Aviation in Africa: Need for local partnerships and an economic challenge


The continent of Africa has a total of 54 independent countries, but international trade to and from the region is dominated by just five countries. Growth is steady on the whole (around 1.5% in 2016 and 2.6% in 2017) standing just behind Asia as a continent, and expected to strengthen in the coming years. But some countries in the region stand out - Ethiopia has been growing at 10% by IATA estimates while Kenya shows a 6% growth rate according to World Bank estimates. This distribution of trade across the expanse of the continent calls for a good connectivity network as can be provided only by aviation.

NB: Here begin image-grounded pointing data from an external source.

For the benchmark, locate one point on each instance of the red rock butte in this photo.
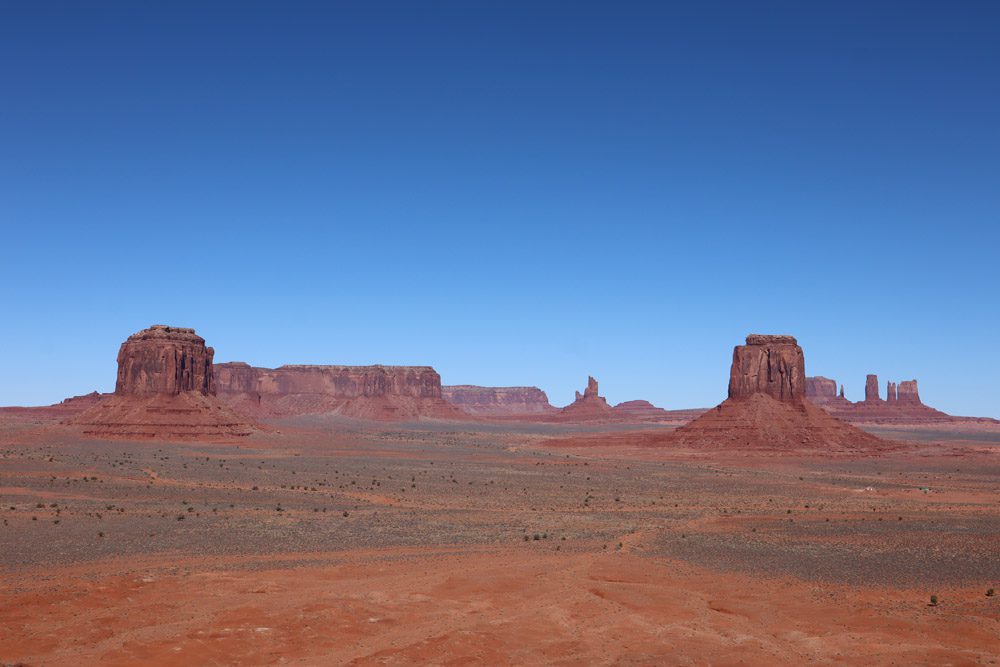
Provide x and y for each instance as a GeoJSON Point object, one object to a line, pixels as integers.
{"type": "Point", "coordinates": [388, 393]}
{"type": "Point", "coordinates": [164, 360]}
{"type": "Point", "coordinates": [771, 365]}
{"type": "Point", "coordinates": [767, 411]}
{"type": "Point", "coordinates": [498, 401]}
{"type": "Point", "coordinates": [165, 389]}
{"type": "Point", "coordinates": [588, 406]}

The distribution of international trade via air in the continent

Despite the limited size of each individual nation's market and low demand for passenger capacity (77 million passengers per year, less than 3% of the global total), the Yamoussoukro Decision – a nearly continent-wide accord to embrace open up the skies for commercial aviation which was introduced in 1999 – is yet to see real implementation but still holds promise for progress through liberalization. African news resource This Day Live quotes IATA estimates that 155,000 new jobs and $1.3 billion in annual GDP will be created if just the key 12 out of the 44 signatory countries implement this effectively. This is over and above the 6.8 million jobs and $73 billion of GDP on the continent already attributed to aviation.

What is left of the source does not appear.